# Tablet reset



## kvb124 (Mar 22, 2016)

I have a Proscan Tablet model number PLT7033D or PLT70330 Locked out need to do a Factor Reset. Can somebody please help. It for my Granddaughter


----------



## Triple6 (Dec 26, 2002)

The manual says there's a Reset button on the back, you probably need to use a paper clip to push it.


----------



## kvb124 (Mar 22, 2016)

I tried that


----------



## Triple6 (Dec 26, 2002)

So what does the tablet do? Does it boot at all? Does it load into the Android OS?


----------



## kvb124 (Mar 22, 2016)

My granddaughter use to use it but she put her password in wrong to many times so it locked. Don't remember email.

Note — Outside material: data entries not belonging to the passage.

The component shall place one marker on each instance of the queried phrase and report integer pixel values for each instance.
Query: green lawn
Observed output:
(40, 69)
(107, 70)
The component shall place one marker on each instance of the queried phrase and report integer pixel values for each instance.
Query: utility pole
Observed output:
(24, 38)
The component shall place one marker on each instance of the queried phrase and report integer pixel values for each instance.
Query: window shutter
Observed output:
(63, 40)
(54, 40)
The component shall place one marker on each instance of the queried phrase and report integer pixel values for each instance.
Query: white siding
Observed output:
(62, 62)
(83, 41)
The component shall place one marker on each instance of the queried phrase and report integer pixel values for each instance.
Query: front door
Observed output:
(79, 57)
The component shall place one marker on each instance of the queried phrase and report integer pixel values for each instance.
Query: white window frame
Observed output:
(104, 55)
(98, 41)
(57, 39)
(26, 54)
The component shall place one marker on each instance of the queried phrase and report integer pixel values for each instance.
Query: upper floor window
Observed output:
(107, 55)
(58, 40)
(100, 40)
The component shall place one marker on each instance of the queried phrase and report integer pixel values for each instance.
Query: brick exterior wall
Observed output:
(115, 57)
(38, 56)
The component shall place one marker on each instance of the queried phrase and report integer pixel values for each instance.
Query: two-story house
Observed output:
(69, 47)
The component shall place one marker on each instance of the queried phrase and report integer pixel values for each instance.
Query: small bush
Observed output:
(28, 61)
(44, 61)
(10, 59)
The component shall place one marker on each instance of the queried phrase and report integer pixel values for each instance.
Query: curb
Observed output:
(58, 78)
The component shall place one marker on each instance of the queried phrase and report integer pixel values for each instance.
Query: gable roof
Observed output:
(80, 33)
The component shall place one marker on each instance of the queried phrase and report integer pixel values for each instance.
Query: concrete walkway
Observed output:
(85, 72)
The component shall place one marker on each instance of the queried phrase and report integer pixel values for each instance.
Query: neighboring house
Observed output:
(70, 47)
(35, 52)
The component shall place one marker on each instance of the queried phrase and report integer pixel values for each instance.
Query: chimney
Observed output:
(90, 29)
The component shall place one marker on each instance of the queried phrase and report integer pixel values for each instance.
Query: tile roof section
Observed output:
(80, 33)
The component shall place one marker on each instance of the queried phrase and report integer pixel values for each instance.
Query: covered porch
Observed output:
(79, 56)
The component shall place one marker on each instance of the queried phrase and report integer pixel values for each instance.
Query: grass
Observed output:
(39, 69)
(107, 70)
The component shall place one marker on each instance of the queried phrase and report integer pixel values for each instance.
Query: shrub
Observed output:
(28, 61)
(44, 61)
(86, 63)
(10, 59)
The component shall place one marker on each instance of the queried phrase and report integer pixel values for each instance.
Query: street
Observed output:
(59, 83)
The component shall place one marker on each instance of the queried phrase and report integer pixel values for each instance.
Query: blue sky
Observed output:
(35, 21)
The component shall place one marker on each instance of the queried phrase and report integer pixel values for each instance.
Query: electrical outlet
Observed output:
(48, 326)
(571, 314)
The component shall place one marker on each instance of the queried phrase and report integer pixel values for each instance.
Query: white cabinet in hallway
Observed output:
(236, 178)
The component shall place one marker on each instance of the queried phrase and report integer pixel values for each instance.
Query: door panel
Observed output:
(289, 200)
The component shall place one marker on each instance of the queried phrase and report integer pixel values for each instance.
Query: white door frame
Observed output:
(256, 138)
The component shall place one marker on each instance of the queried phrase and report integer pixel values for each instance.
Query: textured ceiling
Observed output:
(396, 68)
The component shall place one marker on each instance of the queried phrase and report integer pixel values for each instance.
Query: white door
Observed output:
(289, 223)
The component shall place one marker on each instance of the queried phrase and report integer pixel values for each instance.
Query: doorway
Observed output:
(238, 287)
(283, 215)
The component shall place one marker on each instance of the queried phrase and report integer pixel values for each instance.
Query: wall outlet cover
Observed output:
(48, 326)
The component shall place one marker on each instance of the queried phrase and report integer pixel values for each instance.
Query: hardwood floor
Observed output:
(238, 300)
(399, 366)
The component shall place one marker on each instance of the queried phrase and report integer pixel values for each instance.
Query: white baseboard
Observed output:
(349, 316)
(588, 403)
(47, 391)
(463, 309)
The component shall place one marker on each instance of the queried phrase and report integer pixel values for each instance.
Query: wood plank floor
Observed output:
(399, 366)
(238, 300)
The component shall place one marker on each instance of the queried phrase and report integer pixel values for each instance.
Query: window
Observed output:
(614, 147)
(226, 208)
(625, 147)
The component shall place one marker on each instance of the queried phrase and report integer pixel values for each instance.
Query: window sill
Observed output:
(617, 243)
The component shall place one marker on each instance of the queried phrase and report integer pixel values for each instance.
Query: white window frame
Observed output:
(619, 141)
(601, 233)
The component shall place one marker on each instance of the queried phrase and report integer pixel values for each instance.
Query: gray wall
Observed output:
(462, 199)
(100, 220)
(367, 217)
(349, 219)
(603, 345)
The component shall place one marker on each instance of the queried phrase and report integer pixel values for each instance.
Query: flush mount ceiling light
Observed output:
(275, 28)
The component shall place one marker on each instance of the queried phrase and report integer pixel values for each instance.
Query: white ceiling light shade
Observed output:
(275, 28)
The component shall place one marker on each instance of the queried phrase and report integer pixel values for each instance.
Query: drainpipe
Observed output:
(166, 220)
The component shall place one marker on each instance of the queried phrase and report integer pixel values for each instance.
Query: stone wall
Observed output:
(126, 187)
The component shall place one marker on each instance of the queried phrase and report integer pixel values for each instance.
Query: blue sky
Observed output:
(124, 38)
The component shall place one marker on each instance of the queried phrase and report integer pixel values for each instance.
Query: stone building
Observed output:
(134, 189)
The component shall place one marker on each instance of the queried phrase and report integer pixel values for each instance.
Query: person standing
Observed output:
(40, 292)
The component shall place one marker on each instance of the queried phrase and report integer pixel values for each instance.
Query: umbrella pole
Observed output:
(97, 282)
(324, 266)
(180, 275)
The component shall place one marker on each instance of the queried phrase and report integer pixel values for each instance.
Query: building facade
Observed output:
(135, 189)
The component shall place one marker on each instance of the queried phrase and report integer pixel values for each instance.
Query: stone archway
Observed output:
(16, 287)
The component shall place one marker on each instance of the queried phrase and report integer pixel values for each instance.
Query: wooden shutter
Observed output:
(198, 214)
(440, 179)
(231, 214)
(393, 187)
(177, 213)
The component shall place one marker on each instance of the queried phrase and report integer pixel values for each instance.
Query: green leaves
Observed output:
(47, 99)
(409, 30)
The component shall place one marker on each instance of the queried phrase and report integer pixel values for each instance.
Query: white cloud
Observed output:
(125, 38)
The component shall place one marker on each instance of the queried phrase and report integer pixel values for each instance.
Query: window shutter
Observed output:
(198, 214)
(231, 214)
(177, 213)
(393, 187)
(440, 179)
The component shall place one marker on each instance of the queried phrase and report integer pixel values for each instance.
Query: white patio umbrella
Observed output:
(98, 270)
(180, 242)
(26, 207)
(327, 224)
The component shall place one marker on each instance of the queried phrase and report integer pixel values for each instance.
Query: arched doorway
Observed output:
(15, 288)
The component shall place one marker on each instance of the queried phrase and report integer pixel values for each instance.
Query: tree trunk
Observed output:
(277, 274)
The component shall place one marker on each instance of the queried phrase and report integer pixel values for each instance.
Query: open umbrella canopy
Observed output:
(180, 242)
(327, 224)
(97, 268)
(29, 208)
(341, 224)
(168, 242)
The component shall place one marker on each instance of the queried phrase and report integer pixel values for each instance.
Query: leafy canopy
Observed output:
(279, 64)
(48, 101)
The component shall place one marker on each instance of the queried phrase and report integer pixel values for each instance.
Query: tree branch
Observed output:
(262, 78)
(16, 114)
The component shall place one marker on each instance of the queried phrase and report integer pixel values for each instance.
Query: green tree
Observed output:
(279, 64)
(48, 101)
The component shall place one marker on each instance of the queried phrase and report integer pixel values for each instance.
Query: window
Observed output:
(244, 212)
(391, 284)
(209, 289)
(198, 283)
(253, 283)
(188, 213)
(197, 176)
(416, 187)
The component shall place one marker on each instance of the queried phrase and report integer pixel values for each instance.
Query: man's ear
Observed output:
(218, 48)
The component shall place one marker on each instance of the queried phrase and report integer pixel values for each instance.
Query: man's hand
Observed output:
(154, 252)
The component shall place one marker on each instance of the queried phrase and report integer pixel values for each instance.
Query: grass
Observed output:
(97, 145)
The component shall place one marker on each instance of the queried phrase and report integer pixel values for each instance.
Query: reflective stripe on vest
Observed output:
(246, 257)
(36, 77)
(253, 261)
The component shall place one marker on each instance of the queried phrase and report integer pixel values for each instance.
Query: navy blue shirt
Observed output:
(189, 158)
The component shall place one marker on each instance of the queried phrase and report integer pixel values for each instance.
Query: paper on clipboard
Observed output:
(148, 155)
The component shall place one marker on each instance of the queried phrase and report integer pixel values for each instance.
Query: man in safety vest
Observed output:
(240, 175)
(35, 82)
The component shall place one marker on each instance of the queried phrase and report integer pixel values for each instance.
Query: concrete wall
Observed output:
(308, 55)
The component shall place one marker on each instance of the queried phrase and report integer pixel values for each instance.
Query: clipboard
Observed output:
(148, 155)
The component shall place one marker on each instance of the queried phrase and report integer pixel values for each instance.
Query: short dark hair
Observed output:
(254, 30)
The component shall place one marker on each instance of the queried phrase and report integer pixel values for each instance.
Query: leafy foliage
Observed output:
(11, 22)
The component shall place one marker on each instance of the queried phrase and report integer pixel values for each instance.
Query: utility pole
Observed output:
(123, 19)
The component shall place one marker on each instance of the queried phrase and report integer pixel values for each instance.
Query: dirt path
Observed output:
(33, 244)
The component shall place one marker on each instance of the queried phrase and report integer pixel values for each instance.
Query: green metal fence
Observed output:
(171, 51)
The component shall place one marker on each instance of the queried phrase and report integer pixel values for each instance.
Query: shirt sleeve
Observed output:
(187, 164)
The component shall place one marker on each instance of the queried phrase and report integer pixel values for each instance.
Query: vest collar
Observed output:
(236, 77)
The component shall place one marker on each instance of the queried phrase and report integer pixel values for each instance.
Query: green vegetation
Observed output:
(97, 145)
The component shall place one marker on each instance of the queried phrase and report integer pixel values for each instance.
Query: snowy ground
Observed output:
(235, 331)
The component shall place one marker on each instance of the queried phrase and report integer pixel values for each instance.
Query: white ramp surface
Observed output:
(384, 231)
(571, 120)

It comes on


----------



## kvb124 (Mar 22, 2016)

I made the dead Android come up but the words not there


----------



## Triple6 (Dec 26, 2002)

You may have to turn it off, and press and hold the power or Volume Up/Down button while pressing the Reset, see here for a similar model: http://www.hard-reset.com/proscan-plt722-hard-reset.html

Or see here:


----------



## Triple6 (Dec 26, 2002)

So you were almost there, you just have to press the reset and power buttons again to get to the next screen, see the video.


----------